Three aspects still need to be clarified and/or improved by the authors. They are presented below:

-The authors have entered in M&M that PPD and GR were recorded in 0.5-mm increments. How can you measure 0.5mm increments with a Willians type manual probe with markings at 1,2,3,5,7,8,9,10mm?. For example, a recession of 3.5mm, how can it be determined with this probe? Clarify.

-I insist, the authors say that they have included patients with moderate and severe periodontitis (Stage III periodontitis) and define the inclusion criteria as PPD>4mm and intraosseous defect >3mm. For any reader with clinical periodontal knowledge, these definition criteria do NOT reflect moderate or SEVERE periodontitis. The authors have to clarify these concepts.

-On the question of why they did not use membranes in the RGT technique, it cannot be answered as they do. It is necessary, at least in the discussion, to include some comment that justifies this procedure. Any connoisseur expects the use of membranes in regeneration techniques.

Author Response

We are grateful for your time and effort in reviewing our manuscript once again and for the helpful comments and advice.
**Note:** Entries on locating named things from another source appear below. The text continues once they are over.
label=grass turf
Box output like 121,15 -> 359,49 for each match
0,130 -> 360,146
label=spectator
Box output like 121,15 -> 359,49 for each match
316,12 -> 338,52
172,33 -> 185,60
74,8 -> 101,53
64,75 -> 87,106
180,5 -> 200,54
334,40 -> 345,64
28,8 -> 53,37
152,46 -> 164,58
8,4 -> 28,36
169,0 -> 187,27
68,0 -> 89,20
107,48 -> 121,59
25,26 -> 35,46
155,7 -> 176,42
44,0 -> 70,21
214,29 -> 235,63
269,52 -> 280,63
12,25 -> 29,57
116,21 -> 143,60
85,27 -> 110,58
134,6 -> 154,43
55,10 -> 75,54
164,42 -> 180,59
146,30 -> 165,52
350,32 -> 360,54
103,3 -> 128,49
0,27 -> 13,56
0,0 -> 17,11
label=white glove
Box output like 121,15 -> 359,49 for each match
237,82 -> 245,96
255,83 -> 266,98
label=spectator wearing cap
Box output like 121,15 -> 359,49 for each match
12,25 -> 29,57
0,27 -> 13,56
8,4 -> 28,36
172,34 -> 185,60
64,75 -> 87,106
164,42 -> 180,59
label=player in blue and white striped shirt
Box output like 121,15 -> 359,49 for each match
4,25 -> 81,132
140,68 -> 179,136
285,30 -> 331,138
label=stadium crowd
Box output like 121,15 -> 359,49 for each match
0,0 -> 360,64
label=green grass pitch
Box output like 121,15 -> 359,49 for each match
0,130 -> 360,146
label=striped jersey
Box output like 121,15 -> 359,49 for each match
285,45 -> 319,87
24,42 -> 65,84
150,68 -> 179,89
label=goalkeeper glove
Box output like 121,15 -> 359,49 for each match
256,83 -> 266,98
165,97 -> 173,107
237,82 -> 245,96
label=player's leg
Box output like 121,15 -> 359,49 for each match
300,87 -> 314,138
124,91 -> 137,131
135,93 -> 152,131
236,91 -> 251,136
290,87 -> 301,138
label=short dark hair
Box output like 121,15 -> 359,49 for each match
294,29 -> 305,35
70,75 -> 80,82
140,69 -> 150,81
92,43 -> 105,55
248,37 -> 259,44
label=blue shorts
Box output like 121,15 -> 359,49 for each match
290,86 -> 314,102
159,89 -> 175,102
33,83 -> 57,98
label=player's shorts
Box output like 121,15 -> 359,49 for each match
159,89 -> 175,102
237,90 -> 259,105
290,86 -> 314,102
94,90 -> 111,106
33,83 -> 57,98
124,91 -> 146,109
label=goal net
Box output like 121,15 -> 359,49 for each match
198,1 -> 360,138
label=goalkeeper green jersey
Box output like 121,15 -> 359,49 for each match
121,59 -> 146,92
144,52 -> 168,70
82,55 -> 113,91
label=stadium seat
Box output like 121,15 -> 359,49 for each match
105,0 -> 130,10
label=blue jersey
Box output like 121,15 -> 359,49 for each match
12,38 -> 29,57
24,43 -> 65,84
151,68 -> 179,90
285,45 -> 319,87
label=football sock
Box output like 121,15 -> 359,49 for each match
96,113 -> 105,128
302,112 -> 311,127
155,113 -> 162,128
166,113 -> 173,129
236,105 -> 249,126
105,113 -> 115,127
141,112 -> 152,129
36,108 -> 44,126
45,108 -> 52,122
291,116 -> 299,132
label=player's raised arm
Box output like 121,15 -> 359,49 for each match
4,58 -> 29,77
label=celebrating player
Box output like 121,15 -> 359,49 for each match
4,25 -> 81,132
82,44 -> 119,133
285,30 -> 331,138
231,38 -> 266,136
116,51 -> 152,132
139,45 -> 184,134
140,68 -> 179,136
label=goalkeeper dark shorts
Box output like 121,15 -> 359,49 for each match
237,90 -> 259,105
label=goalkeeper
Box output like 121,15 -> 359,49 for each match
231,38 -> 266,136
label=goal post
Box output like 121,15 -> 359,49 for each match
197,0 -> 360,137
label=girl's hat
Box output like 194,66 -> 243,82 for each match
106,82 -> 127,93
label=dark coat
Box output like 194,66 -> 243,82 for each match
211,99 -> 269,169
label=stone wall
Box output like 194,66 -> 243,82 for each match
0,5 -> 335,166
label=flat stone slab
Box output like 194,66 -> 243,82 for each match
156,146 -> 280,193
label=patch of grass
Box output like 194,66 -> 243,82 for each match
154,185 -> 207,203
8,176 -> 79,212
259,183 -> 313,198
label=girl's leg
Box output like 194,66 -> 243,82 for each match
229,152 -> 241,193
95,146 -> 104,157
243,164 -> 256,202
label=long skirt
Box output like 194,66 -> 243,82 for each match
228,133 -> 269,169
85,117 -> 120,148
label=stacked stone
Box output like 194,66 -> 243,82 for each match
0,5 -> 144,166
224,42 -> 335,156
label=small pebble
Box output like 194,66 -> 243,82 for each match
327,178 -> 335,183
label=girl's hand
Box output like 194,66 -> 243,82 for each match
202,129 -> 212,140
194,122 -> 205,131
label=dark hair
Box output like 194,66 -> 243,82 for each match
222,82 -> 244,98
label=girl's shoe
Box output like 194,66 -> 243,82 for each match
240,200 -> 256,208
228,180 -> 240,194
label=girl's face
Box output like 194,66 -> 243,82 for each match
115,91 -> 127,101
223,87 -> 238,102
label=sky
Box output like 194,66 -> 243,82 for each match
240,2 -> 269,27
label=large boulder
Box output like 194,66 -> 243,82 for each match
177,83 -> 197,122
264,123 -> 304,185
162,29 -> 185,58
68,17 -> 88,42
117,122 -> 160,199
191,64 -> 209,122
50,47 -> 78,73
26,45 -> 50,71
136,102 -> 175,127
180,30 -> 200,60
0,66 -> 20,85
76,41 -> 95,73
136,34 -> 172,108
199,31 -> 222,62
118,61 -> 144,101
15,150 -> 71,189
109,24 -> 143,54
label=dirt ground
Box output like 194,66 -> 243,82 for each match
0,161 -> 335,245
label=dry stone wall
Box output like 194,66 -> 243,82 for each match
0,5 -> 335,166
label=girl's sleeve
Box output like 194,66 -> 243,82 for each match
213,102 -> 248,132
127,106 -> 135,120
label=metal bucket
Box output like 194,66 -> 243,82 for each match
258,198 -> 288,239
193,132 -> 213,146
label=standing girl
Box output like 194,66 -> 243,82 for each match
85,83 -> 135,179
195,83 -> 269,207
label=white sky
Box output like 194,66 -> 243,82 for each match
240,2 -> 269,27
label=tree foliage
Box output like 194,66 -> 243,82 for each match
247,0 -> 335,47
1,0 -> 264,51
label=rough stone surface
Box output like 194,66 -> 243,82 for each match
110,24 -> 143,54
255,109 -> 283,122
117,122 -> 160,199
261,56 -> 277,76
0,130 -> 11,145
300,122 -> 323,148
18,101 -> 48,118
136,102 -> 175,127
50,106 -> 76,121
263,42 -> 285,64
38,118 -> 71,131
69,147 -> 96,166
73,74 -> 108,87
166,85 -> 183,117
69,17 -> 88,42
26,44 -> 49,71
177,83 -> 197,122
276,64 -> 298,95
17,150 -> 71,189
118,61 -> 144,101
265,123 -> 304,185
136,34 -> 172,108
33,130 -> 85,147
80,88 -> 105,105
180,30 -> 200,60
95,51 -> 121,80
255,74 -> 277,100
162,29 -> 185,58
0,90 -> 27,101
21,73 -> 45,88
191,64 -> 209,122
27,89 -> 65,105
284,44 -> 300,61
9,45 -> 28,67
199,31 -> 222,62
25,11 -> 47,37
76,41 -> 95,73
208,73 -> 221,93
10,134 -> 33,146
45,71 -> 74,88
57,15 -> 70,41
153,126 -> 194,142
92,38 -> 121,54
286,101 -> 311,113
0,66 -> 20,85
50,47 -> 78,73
-The authors have entered in M&M that PPD and GR were recorded in 0.5-mm increments. How can you measure 0.5mm increments with a Willians type manual probe with markings at 1,2,3,5,7,8,9,10mm?. For example, a recession of 3.5mm, how can it be determined with this probe? Clarify.

(Response)

We understand the reviewer’s concern. Yes, a Williams type probe has markings as you mentioned. We do not feel that the accurate 0.5-mm increment measurement is possible in using such a probe. When a measurement was in between the markings, an estimate was made in 0.5-mm increments.

 

-I insist, the authors say that they have included patients with moderate and severe periodontitis (Stage III periodontitis) and define the inclusion criteria as PPD>4mm and intraosseous defect >3mm. For any reader with clinical periodontal knowledge, these definition criteria do NOT reflect moderate or SEVERE periodontitis. The authors have to clarify these concepts.

(Resonse)

Thank you for this comment.

This inclusion criteria have been already set in the original study. The criteria of PPD> 4 mm as moderate periodontitis is consistent with the classification of the Clinical Practice Guidelines by the Japanese Society of Periodontology. This information has been added in the previous revision. Because we made patent-based diagnosis (not site-based), the target sites were not necessary the sites with greatest CAL or PD in a participant. However, please note that the mean values of CAL of the surgical sites in both groups were > 7 mm. We added a supplementary Table presenting baseline clinical parameters of this follow-up study in the revised manuscript.

 

-On the question of why they did not use membranes in the RGT technique, it cannot be answered as they do. It is necessary, at least in the discussion, to include some comment that justifies this procedure. Any connoisseur expects the use of membranes in regeneration techniques.

(Response)

We do not understand what the reviewer meant by “RGT technique”. In this study and two previous studies, we are not evaluating the clinical outcomes of “Guided Tissue Regeneration (GTR)” technique, but the periodontal regenerative therapy, comparing the use of a biological agent with/without a scaffold material. In Japan, the formal approval for the rhFGF-2 formulation (Regroth) in the periodontal regenerative therapy does not include the use of a barrier membrane. In light of the reviewer’s advice, we added comment on this in the Discussion section of the revised manuscript.